Maritime Activity Reports, Inc.

June 9, 2014

A statement on the China Foreign Ministry’s website, claims that as of 5 pm on June 7, 2014 there were as many as 63 Vietnamese vessels in the area near the Xisha Islands in the South China Sea at the peak, attempting to break through China’s cordon and ramming Chinese government ships a total of 1,416 times. An extract from the lengthy statement follows:

On 2 May 2014, a Chinese company's HYSY 981 drilling rig started its drilling operation inside the contiguous zone of China's Xisha Islands for the purpose of oil and gas exploration. With the first phase of the operation completed, the second phase began on 27 May.

Using frogmen, fishing nets, floating objects and hundreds of boat rammings, Vietnam escalated its harassment of China over Beijing’s legal oil drilling in the South China Sea.

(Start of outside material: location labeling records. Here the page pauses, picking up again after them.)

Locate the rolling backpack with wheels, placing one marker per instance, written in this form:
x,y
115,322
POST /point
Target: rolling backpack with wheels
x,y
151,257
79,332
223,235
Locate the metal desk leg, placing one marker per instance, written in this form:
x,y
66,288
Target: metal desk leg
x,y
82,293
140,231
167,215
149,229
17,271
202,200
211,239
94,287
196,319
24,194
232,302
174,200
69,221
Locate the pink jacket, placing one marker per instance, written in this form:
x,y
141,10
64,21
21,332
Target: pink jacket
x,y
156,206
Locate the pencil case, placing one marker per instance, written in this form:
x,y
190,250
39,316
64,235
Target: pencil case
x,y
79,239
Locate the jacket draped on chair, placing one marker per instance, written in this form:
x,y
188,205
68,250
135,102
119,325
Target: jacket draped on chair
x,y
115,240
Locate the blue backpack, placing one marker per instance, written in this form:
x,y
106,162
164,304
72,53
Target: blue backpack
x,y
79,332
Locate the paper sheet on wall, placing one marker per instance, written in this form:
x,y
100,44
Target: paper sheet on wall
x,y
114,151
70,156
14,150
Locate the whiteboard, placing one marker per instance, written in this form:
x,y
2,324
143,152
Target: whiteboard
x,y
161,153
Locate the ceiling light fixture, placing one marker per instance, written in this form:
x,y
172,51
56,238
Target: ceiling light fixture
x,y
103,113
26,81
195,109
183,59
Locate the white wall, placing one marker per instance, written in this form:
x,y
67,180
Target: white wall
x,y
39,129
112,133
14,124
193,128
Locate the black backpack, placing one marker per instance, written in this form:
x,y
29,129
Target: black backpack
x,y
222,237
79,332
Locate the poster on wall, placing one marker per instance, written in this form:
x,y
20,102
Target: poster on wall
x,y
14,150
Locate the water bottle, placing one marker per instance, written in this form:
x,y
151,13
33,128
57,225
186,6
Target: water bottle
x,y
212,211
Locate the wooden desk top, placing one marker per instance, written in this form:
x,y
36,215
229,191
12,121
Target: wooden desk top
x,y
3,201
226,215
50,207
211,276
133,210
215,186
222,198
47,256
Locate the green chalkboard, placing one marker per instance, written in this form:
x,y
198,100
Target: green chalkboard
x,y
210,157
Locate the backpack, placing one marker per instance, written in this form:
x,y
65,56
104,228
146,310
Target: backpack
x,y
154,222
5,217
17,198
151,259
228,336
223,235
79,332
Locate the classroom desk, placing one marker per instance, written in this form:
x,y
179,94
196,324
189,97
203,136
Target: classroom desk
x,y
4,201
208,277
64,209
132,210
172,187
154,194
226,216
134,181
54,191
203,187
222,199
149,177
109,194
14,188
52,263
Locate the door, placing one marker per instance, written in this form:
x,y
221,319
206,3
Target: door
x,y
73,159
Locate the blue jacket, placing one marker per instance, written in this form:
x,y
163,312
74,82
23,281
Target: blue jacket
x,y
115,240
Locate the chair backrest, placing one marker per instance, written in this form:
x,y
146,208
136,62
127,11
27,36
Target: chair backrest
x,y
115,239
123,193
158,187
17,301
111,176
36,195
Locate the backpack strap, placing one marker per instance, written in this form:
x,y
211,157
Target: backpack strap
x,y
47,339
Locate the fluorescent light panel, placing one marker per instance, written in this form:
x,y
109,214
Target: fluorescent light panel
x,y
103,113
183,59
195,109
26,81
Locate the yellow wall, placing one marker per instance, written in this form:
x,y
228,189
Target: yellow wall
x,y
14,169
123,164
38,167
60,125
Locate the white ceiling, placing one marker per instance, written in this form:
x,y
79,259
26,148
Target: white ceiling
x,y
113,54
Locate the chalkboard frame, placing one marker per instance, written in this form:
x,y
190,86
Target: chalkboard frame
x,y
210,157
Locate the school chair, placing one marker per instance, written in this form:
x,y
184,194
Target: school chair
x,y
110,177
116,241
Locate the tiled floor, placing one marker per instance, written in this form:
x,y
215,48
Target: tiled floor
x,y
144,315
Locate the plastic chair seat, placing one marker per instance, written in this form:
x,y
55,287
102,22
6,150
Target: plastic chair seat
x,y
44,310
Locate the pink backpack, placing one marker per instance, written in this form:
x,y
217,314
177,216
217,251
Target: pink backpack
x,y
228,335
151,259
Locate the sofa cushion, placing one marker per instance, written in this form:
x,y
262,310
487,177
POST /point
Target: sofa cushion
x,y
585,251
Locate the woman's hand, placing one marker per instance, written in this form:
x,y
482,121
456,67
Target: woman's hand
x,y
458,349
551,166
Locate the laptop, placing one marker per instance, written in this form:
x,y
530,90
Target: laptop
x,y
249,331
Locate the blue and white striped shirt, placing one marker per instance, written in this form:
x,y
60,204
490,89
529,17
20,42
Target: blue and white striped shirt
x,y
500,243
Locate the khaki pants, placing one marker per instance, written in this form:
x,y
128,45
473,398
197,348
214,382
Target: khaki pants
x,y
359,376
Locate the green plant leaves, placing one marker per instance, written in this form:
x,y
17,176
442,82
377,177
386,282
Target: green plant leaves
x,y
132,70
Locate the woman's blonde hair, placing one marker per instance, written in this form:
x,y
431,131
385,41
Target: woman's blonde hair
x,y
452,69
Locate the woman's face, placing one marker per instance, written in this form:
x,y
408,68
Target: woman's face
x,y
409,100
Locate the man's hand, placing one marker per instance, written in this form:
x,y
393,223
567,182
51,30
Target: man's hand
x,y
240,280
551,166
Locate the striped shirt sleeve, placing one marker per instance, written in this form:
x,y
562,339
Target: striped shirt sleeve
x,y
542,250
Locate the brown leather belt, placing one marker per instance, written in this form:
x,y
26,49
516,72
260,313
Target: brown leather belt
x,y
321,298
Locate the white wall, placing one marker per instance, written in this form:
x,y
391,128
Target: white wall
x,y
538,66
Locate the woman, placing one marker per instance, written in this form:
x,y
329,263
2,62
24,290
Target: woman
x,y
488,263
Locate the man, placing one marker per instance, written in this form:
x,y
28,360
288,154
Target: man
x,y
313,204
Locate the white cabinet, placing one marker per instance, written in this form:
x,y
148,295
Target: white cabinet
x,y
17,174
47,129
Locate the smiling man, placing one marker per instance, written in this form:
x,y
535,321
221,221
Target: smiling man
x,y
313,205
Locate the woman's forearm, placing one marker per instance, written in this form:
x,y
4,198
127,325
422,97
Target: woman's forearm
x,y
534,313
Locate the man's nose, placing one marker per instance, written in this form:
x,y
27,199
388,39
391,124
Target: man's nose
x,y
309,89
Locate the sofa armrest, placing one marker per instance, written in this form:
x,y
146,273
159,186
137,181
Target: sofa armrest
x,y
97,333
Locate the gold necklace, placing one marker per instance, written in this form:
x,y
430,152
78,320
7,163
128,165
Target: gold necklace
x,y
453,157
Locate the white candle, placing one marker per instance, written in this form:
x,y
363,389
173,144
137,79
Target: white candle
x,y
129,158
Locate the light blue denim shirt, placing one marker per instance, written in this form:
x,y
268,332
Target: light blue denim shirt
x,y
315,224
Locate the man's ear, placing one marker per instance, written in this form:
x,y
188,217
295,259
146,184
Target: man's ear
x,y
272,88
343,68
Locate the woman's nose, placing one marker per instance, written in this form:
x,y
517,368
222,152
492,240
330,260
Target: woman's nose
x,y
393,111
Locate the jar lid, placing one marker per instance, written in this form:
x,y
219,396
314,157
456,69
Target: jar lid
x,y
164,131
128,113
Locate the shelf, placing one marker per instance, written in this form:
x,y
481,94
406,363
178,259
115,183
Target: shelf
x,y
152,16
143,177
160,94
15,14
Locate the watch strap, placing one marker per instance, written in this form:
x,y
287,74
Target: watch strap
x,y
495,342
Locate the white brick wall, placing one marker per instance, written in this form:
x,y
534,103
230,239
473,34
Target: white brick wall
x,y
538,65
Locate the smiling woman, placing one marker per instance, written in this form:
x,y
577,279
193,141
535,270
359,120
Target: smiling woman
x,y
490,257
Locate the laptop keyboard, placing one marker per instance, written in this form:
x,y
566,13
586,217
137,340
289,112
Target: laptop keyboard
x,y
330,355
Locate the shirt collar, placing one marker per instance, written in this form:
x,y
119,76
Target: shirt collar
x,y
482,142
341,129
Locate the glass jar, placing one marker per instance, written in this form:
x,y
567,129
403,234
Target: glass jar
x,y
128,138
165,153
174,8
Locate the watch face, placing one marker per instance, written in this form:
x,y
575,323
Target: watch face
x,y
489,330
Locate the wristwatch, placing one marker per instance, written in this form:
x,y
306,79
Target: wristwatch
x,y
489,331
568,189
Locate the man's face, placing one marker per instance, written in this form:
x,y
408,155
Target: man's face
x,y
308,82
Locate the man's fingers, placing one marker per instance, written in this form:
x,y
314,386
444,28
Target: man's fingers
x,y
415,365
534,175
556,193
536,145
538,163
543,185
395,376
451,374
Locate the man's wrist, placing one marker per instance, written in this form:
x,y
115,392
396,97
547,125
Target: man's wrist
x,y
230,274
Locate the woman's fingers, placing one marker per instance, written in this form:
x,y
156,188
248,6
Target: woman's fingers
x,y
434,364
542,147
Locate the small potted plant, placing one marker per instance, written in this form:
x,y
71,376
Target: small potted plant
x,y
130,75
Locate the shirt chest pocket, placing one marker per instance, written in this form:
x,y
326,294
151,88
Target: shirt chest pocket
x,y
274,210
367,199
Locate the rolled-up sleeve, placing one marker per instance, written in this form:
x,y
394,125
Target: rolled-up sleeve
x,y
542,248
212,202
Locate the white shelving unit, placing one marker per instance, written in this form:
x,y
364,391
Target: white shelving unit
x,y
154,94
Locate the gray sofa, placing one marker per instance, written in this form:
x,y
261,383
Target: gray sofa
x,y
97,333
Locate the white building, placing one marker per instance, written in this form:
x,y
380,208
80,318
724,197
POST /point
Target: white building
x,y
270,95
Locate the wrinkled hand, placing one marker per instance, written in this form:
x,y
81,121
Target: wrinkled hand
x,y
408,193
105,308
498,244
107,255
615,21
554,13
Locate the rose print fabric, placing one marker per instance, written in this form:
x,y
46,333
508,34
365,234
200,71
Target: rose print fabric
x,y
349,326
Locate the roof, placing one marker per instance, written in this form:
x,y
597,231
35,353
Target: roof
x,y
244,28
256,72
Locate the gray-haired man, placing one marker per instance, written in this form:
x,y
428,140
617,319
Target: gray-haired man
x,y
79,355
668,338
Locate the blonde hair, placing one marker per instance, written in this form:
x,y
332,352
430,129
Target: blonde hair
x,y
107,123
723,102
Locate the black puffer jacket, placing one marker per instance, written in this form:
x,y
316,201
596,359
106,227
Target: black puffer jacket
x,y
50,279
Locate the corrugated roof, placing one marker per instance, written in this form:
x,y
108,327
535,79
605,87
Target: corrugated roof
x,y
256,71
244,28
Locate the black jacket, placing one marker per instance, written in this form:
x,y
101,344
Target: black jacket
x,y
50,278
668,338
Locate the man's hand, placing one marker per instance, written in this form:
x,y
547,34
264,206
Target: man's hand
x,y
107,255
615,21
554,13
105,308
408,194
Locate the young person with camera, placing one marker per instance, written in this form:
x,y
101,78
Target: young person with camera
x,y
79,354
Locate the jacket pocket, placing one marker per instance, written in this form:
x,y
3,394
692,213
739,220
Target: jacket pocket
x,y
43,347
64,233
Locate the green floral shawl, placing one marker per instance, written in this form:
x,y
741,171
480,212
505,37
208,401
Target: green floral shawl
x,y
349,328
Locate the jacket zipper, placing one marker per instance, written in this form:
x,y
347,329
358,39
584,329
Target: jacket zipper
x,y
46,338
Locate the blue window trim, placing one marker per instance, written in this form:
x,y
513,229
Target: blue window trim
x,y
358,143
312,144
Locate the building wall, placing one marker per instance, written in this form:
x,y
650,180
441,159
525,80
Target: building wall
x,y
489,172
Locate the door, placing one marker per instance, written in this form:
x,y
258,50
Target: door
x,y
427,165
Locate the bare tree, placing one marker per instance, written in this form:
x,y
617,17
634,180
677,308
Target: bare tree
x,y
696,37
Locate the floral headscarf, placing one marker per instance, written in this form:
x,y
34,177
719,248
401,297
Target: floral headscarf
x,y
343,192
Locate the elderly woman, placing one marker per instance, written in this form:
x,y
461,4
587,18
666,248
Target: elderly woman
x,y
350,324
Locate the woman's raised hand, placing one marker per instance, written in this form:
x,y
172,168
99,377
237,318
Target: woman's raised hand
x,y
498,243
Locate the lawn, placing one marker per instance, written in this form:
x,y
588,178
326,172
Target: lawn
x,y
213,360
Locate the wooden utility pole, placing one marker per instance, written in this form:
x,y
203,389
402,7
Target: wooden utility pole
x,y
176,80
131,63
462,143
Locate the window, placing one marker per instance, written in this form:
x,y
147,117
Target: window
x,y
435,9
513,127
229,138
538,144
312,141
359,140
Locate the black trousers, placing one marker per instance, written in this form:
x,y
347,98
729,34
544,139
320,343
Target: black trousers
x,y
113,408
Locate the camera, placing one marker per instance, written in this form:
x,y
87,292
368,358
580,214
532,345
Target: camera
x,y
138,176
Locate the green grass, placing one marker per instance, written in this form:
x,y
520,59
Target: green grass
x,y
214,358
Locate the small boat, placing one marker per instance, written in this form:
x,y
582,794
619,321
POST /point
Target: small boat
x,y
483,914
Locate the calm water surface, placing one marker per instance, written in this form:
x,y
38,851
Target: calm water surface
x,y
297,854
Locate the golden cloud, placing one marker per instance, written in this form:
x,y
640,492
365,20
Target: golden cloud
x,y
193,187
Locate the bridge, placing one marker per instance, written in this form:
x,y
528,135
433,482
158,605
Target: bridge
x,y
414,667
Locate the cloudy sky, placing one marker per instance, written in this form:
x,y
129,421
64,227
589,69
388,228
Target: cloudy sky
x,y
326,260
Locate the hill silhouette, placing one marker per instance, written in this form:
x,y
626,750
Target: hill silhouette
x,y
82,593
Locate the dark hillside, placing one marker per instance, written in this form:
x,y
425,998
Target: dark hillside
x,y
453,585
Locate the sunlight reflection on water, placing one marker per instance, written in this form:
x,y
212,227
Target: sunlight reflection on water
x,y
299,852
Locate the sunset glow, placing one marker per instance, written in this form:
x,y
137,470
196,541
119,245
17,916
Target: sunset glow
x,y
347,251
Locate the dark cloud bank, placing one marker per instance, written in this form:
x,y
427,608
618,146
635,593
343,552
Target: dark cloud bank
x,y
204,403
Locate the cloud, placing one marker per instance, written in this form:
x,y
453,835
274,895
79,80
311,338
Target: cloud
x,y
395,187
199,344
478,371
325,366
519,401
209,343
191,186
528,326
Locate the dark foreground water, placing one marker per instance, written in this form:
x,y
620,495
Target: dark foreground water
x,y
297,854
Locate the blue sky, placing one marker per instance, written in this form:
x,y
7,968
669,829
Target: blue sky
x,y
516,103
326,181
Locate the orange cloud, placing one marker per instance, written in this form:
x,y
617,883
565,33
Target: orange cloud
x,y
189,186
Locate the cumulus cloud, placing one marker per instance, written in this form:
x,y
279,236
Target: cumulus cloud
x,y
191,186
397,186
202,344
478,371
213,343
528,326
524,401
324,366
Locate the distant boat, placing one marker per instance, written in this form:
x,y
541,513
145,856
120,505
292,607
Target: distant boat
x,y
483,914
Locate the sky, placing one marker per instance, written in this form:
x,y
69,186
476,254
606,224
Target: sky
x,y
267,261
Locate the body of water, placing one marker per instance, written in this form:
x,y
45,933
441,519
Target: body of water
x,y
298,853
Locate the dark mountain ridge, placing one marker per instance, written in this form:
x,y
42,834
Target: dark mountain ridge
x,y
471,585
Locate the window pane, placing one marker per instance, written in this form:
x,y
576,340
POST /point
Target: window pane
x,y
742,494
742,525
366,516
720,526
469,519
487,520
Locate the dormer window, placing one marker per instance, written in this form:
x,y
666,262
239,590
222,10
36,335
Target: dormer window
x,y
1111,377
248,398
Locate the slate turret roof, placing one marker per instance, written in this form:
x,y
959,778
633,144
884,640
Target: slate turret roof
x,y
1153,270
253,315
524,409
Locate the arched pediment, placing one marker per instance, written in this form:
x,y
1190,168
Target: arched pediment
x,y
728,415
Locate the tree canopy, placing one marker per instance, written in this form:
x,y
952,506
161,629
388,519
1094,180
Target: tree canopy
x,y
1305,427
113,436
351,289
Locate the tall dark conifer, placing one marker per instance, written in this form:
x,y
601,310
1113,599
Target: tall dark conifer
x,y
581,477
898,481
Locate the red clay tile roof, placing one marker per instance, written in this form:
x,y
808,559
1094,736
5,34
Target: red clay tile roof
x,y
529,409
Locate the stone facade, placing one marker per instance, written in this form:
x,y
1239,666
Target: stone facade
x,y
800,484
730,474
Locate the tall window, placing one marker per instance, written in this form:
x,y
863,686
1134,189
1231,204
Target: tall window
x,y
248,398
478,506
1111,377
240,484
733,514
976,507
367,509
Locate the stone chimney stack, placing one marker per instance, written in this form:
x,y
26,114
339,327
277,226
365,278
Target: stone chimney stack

The two locations of operation are 17 nautical miles from both the Zhongjian Island of China's Xisha Islands and the baseline of the territorial waters of Xisha Islands, yet approximately 133 to 156 nautical miles away from the coast of the Vietnamese mainland.

The Chinese company has been conducting explorations in the related waters for the past 10 years, including seismic operations and well site surveys. The drilling operation carried out by HYSY 981 this time is a continuation of the routine process of explorations, and falls well within China's sovereignty and jurisdiction.

The website also carried a photo, shown here, of a document from then-prime minister Pham Van Dong to Chinese premier Zhou Enlai on Sept 14, 1958, that acknowledged China's sovreignty  over the Xisha and Nansha islands.